Morning Call: Global stocks mostly higher

Overnight Developments

  • European stocks are higher with the European Stoxx up +0.41% and Sep S&Ps up +1.60 points. The BOE as expected left its benchmark interest rate unchanged at 0.5% and kept its asset purchase plan unchanged at 200 billion pounds. The markets will now await the outcome of the ECB’s policy meeting later this morning and comments from ECB President Trichet. The euro is stronger and near a 3-month high after comments from the IMF that Greece has shown “great progress” in implementing austerity measures and should qualify for the next installment of emergency loans in a 110 billion-euro rescue package. European stocks also received a boost after June German factory orders climbed a more-than-expected +3.2% m/m as the global recovery strengthened and spurred demand for German goods. Aviva Plc soared 6.7% and led insurance companies higher after the UK’s second-biggest insurer reported first-half profit of 1.27 billion pounds ($2 billion), beating analysts’ estimate of 1.17 billion pounds. Aviva also increased its dividend as it raised its half-year payout to 9.5 pence a share from 9 pence a year earlier. Undercutting European stock gains was the 3.6% drop in Unilever after the world’s second-largest maker of consumer goods said Q2 sales rose 3.6% from a year earlier, below analysts’ estimates of 4.0%.

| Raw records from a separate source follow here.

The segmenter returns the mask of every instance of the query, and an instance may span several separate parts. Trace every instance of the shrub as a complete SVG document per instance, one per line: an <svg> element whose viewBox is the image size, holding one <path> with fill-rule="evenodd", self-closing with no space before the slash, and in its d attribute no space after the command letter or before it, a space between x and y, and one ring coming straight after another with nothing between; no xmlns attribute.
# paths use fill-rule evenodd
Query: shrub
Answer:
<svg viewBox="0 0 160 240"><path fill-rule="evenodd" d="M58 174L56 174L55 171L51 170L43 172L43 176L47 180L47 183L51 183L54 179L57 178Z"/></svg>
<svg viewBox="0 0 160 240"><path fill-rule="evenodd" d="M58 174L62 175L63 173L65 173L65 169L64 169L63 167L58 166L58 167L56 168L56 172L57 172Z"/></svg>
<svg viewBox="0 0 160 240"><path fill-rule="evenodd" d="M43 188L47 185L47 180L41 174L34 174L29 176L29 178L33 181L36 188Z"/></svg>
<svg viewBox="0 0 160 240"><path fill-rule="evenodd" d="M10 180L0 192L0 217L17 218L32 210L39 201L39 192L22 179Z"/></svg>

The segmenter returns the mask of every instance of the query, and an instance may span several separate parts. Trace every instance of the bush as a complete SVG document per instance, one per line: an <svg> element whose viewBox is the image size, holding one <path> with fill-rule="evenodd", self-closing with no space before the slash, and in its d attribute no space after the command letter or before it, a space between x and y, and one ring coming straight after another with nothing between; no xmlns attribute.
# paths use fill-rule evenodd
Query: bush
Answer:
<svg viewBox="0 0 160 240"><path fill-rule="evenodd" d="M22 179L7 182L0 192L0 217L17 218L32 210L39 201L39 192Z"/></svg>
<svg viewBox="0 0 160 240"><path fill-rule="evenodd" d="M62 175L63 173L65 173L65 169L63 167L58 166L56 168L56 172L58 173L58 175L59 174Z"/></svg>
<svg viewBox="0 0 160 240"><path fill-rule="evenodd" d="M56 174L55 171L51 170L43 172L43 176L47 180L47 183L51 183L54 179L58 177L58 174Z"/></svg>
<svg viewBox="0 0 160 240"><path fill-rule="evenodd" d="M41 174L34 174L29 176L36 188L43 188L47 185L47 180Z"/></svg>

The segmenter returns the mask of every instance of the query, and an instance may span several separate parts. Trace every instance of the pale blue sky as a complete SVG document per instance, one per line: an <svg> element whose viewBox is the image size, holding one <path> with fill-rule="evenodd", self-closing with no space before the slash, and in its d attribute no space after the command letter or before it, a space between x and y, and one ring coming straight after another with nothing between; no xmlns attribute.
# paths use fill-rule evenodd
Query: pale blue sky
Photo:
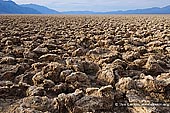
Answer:
<svg viewBox="0 0 170 113"><path fill-rule="evenodd" d="M34 3L57 11L114 11L164 7L170 0L13 0L18 4Z"/></svg>

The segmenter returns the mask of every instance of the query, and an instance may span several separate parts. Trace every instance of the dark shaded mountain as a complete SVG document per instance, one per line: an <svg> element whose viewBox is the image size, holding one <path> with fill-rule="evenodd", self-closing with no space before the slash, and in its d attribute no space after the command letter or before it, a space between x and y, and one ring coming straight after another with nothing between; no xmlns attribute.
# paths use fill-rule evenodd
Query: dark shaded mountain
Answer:
<svg viewBox="0 0 170 113"><path fill-rule="evenodd" d="M166 7L153 7L127 11L93 12L93 11L67 11L62 14L170 14L170 5Z"/></svg>
<svg viewBox="0 0 170 113"><path fill-rule="evenodd" d="M0 14L41 14L31 8L24 8L11 0L0 0Z"/></svg>
<svg viewBox="0 0 170 113"><path fill-rule="evenodd" d="M127 11L111 11L105 12L105 14L170 14L170 5L166 7L153 7L147 9L136 9Z"/></svg>
<svg viewBox="0 0 170 113"><path fill-rule="evenodd" d="M49 9L45 6L40 6L40 5L36 5L36 4L23 4L23 5L20 5L20 6L32 8L34 10L39 11L41 14L60 14L60 12L58 12L56 10Z"/></svg>
<svg viewBox="0 0 170 113"><path fill-rule="evenodd" d="M62 12L62 14L100 14L101 12L93 12L93 11L66 11Z"/></svg>

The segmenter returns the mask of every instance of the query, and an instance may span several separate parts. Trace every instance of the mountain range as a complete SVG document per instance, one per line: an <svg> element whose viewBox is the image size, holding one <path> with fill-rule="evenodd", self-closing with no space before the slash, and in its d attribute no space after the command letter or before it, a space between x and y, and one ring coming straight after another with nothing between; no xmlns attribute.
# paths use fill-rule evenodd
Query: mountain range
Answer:
<svg viewBox="0 0 170 113"><path fill-rule="evenodd" d="M11 0L0 0L0 14L170 14L170 5L126 11L93 12L93 11L66 11L59 12L37 4L18 5Z"/></svg>

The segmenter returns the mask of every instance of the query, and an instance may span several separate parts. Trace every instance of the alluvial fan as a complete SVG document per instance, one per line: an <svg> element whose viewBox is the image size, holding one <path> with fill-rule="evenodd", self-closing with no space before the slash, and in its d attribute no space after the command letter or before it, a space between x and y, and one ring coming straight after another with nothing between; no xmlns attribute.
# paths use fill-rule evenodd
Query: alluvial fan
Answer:
<svg viewBox="0 0 170 113"><path fill-rule="evenodd" d="M169 15L1 15L0 112L170 113Z"/></svg>

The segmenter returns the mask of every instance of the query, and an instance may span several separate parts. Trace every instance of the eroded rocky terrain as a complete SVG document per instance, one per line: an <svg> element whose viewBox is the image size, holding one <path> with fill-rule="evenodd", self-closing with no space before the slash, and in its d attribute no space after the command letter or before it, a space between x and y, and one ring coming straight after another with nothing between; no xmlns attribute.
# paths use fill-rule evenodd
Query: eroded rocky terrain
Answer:
<svg viewBox="0 0 170 113"><path fill-rule="evenodd" d="M0 16L0 112L170 113L170 16Z"/></svg>

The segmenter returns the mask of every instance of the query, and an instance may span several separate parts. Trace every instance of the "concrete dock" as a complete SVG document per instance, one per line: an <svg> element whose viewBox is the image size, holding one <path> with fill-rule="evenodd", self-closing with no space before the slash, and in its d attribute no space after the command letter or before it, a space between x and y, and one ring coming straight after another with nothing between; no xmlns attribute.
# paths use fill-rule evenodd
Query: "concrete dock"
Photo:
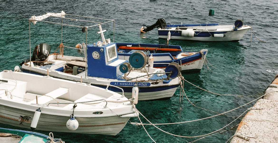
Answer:
<svg viewBox="0 0 278 143"><path fill-rule="evenodd" d="M265 93L278 91L278 75ZM230 142L278 143L278 92L260 99L244 117Z"/></svg>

  • The Asian markets today closed mixed with Japan up +1.73%, Hong Kong +0.01%, China -0.89%, Taiwan -0.45%, Australia +0.54%, Singapore +0.16%, South Korea -0.32%, India -0.24%. Toyota closed nearly 2% higher and led a rally in Japanese automakers after it raised its full-year profit forecast to 340 billion yen ($3.94 billion) for the year ending in March, compared with an earlier estimate of 310 billion yen, as sales in Asia grow and demand in the US recovers following Toyota’s recall of 8 million vehicles. Japanese exporters also gained after the yen weakened against the dollar, which boosts the value of repatriated overseas revenue. Property stocks and bank shares led declines in Chinese stocks today on concern that China’s proposed new stress tests of its banks signals the government may be growing more concerned about the health of the real estate market.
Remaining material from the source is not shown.